Part of Thermo Fisher Scientific
Organisms this product works with:
Other products used in the isolation of Escherichia coli:
DRYSPOT E. COLI SEROSCREEN
The Oxoid Dryspot E. coli Seroscreen kit can be used for the detection and identification of 6 non-O157 serotypes – O26, O91, O103, O111, O128 and O145.
Enterohaemorrhagic Escherichia coli belong to a number of O antigen serotypes. Serotype O157 is the most significant in human disease1,2,3 and these strains are often verocytotoxin producers. However, a number of non-O157 serotypes have been shown to produce verocytotoxin. Infection with verocytotoxin (VT) producing strains is associated with a range of symptoms from nonbloody diarrhoea, fever and vomiting, to cases of haemorrhagic colitis (HC) and haemolytic uraemic syndrome (HUS).
Transmission of these organisms occurs primarily through the consumption of contaminated foods. The major foods implicated in outbreaks, include cheese made from unpasteurised milk, raw vegetables, undercooked ground beefburgers and fermented meats4,5.
The Oxoid Dryspot E. coli Seroscreen kit can be used for the detection and identification of 6 non-O157 serotypes–O26, O91, O103, O111, O128 and O145. These are among the serotypes most commonly associated with verocytotoxin production. Each reagent can also be obtained separately, in one of the Oxoid Dryspot E. coli Serocheck range of products.
Strains for testing should be grown on Enterohaemolysin 6 or MacConkey Agar and should have typical non-O157 E. coli appearance. When insufficient material is available for testing, a nonselective purity plate should be prepared. The tests are not intended for direct testing of faecal specimens.
Principle of the Tests
The Dryspot E. coli Seroscreen Test uses antibody-sensitised blue latex particles dried onto cards. The latex will agglutinate in the presence of specific E.coli cell wall antigens to form visible clumps. The test provides a fast and simple screening procedure for common non-O157 serogroups which may produce verocytotoxin.
Positive and negative controls are presented as dried spots on strips of 10 tear-off, single use card sticks. These latex agglutination tests do not indicate the presence or absence of verocytotoxin. Production of verocytotoxin may be confirmed with the Oxoid VTEC-RPLA (TD0960) or VTEC Screen Kit (TD0965†).
Components of the kits
Each kit contains the following components:
Test Cards−2 pouches each containing 10 cards and a moisture absorbent sachet. There are 3 test and 3 control reaction areas on each test card – 60 tests in total. Blue latex particles sensitised with specific rabbit antibody reactive with the relevant serogroup of E. coli (as indicated on test card) dried onto cards (test reaction area). Blue latex particles sensitised with non-reactive rabbit globulin (control reaction area).
Positive Control Sticks (10 sticks-pink spots)−pink-dyed, inactivated antigenic extract of the relevant E. coli
Negative Control Strips (10 sticks-green spots)−green-dyed, inactivated antigenic extract of E.coli O116
Phosphate Buffered Saline (PBS)−pH 7.3 (± 0.1); contains 0.095% sodium azide as a preservative
Plastic Pouch Clips−for storage of opened pouch
Materials required but not provided:
Sterile microbiological loops
Laboratory disinfectant, e.g. sodium hypochlorite solution >1.3% w/v.
Storage and Opening
The kits should be stored between 2-25°C. If stored in a cold environment, allow pouches to reach room temperature before opening to prevent condensation of moisture on the cards. The Dryspot reagents will deteriorate and may give false results if they are allowed to absorb moisture.
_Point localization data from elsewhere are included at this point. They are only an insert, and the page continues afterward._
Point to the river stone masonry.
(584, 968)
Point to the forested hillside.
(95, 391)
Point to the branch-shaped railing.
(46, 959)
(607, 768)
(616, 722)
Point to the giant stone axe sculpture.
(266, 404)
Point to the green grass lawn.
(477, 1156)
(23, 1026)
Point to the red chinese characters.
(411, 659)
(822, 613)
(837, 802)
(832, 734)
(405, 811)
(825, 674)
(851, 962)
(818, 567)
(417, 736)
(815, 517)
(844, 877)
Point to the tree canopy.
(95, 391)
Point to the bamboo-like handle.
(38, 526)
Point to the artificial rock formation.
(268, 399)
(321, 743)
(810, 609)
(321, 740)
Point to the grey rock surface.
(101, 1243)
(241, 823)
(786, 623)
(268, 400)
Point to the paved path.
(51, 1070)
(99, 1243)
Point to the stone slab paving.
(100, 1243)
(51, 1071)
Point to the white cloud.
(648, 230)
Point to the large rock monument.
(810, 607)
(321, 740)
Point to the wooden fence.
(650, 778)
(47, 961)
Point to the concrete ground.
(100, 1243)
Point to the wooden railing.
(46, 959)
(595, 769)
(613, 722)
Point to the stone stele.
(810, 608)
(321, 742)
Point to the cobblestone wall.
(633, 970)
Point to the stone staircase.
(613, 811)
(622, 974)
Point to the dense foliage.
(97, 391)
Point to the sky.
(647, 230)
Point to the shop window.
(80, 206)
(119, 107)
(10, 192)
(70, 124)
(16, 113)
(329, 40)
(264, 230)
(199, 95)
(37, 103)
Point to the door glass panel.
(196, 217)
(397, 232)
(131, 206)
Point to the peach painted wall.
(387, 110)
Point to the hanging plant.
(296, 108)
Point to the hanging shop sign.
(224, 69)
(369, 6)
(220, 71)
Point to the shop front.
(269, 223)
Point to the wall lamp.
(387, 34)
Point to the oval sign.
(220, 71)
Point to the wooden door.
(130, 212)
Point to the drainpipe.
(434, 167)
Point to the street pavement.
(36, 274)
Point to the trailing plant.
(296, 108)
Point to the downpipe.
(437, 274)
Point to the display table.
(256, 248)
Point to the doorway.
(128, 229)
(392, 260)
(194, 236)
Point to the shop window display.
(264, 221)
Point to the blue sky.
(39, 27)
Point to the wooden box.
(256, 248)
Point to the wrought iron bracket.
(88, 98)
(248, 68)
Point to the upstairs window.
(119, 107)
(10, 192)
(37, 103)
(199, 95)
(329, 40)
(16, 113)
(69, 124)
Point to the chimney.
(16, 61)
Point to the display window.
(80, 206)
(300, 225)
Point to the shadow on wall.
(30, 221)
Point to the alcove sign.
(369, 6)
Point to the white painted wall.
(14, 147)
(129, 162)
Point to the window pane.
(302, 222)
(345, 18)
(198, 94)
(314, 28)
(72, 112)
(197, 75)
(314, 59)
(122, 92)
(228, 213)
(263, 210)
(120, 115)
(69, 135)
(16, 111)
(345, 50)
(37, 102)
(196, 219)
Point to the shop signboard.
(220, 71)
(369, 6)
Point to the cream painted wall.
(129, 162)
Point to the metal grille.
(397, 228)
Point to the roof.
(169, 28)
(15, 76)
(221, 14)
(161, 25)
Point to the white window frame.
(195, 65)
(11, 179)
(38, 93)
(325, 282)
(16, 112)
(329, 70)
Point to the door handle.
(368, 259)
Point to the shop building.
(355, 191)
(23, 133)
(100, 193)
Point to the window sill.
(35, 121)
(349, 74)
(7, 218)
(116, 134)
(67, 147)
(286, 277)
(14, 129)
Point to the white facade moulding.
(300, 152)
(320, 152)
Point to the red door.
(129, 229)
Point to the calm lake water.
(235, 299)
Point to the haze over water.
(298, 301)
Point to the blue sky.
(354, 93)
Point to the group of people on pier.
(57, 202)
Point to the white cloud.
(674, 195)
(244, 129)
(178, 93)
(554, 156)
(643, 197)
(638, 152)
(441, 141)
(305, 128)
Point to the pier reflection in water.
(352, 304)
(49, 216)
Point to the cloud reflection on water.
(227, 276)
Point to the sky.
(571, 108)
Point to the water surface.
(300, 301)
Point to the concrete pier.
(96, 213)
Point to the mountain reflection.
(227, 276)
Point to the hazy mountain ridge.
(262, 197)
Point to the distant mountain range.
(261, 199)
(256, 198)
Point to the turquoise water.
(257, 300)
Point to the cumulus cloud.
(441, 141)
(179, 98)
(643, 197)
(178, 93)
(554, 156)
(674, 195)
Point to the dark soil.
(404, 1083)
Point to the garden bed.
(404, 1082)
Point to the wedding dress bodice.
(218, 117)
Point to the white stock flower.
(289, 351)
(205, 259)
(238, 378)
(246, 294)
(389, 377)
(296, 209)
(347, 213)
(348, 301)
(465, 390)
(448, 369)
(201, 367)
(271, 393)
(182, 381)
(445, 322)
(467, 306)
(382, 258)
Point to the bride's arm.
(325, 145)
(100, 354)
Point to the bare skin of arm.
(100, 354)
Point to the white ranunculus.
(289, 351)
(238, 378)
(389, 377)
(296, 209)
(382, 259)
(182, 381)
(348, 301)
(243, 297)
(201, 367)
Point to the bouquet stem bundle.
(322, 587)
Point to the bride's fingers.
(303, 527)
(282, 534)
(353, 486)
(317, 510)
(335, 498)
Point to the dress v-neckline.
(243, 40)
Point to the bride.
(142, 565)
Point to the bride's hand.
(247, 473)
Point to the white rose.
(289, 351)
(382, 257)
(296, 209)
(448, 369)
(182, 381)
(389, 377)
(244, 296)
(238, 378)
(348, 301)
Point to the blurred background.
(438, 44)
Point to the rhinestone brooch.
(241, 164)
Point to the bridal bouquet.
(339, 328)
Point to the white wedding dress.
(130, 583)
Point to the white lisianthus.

Once opened, remove the number of cards required for immediate testing (testing within the next 10 minutes) and reseal the pouch immediately by clamping the open end of the bag between the two halves of the plastic clip provided.
The Control Sticks are also provided in a moisture-impermeable pouch. Ensure that the same techniques are used to avoid moisture damage.
The kit should not be used after the expiry date printed on the carton.
1. Willshaw, G. A. Scotland, S. M., Smith, H. and Rowe, B. (1992). J. Infect. Dis. 166: 797-802.
2. Goldwater, P. N. and Bettelheim, K. A. (1998). J. Med. Microbiol. 47: 1039-1045.
3. Griffin, P. M. and Tauxe, R. V. (1991). Epidem. Rev. 13: 60-88
4. Acheson, D. W. K. and Jaeger, J. L. (1999). Clin. Micro. Newsletter. 21: 183-187.
5. Nataro, J. P. and Kaper, J. B. (1998). Clin. Micro. Rev. 11: 142-201.
6. Bettelheim, K. A. (1998). J. Med. Microbiol. 47: 1037-1038.